We are still only using part of the information however; we can desaturate according to the actual probability value for the most likely cluster.
color_palette = sns.color_palette('Paired', 12)
cluster_colors = [sns.desaturate(color_palette[np.argmax(x)], np.max(x))
for x in soft_clusters]
plt.scatter(*projection.T, s=50, linewidth=0, c=cluster_colors, alpha=0.25)
We see that many points actually have a low probability of being in the cluster – indeed the soft clustering applies within a cluster, so only the very cores of each cluster have high probabilities. In practice desaturating is a fairly string treatment; visually a lot will look gray. We could apply a function and put a lower limit on the desaturation that meets better with human visual perception, but that is left as an exercise for the reader.
Instead we’ll explore what else we can learn about the data from these cluster membership probabilities. An interesting question is which points have high likelihoods for two clusters (and low likelihoods for the other clusters).
def top_two_probs_diff(probs):
sorted_probs = np.sort(probs)
return sorted_probs[-1] - sorted_probs[-2]
# Compute the differences between the top two probabilities
diffs = np.array([top_two_probs_diff(x) for x in soft_clusters])
# Select out the indices that have a small difference, and a larger total probability
mixed_points = np.where((diffs < 0.001) & (np.sum(soft_clusters, axis=1) > 0.5))[0]
colors = [(0.75, 0.1, 0.1) if x in mixed_points
else (0.5, 0.5, 0.5) for x in range(data.shape[0])]
plt.scatter(*projection.T, s=50, linewidth=0, c=colors, alpha=0.5)

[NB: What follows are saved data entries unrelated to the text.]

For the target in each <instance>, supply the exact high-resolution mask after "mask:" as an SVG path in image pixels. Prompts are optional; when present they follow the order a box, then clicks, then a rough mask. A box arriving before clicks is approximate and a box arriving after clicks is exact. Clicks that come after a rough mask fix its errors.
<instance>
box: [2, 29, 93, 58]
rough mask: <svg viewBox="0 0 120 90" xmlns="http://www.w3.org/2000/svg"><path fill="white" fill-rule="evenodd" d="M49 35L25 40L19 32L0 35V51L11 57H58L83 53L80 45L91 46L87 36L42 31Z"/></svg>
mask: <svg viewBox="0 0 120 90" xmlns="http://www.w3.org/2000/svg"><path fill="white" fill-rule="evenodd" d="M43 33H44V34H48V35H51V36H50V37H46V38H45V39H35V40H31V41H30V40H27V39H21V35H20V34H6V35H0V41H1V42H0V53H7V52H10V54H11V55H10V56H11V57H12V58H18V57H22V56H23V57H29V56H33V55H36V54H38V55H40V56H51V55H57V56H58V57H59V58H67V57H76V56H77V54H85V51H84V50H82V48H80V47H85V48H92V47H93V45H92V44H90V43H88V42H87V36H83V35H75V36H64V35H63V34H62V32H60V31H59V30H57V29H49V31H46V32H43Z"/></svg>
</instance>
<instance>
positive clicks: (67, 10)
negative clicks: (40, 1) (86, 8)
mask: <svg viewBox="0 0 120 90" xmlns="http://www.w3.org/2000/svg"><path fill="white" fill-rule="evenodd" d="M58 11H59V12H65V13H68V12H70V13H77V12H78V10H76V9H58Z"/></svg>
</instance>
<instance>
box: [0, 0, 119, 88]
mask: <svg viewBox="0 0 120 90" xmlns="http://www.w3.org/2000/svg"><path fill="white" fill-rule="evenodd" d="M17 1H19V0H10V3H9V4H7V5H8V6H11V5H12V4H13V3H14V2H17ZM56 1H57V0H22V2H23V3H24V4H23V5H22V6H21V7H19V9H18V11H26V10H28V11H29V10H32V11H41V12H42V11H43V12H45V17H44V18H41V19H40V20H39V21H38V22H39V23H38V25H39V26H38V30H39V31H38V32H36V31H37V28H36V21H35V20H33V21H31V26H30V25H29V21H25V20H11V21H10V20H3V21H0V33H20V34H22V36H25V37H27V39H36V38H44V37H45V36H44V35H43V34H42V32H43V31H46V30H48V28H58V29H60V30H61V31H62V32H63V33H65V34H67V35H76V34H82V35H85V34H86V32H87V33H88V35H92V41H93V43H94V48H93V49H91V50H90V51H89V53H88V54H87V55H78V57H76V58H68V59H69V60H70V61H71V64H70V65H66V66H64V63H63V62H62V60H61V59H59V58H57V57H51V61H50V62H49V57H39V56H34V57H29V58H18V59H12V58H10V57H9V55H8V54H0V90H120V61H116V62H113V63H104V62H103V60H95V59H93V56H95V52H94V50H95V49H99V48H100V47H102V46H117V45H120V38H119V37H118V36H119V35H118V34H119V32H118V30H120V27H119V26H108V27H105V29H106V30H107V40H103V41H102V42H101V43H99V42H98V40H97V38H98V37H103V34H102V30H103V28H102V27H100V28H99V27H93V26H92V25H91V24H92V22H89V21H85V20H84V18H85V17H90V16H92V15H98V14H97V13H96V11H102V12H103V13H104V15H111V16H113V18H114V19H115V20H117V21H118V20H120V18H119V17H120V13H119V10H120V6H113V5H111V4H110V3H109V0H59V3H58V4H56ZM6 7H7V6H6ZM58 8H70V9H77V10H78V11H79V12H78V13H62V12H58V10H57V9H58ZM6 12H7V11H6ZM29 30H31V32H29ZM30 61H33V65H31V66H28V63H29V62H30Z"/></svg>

We can look at a few of these and see that many are, indeed, hard to classify (even for humans). It also seems that 8 was not assigned a cluster and is seen as a mixture of other clusters.
fig = plt.figure()
for i, image in enumerate(digits.images[mixed_points][:16]):
ax = fig.add_subplot(4,4,i+1)
ax.imshow(image)
plt.tight_layout()
There is, of course, a lot more analysis that can be done from here, but hopefully this provides sufficient introduction to what can be achieved with soft clustering.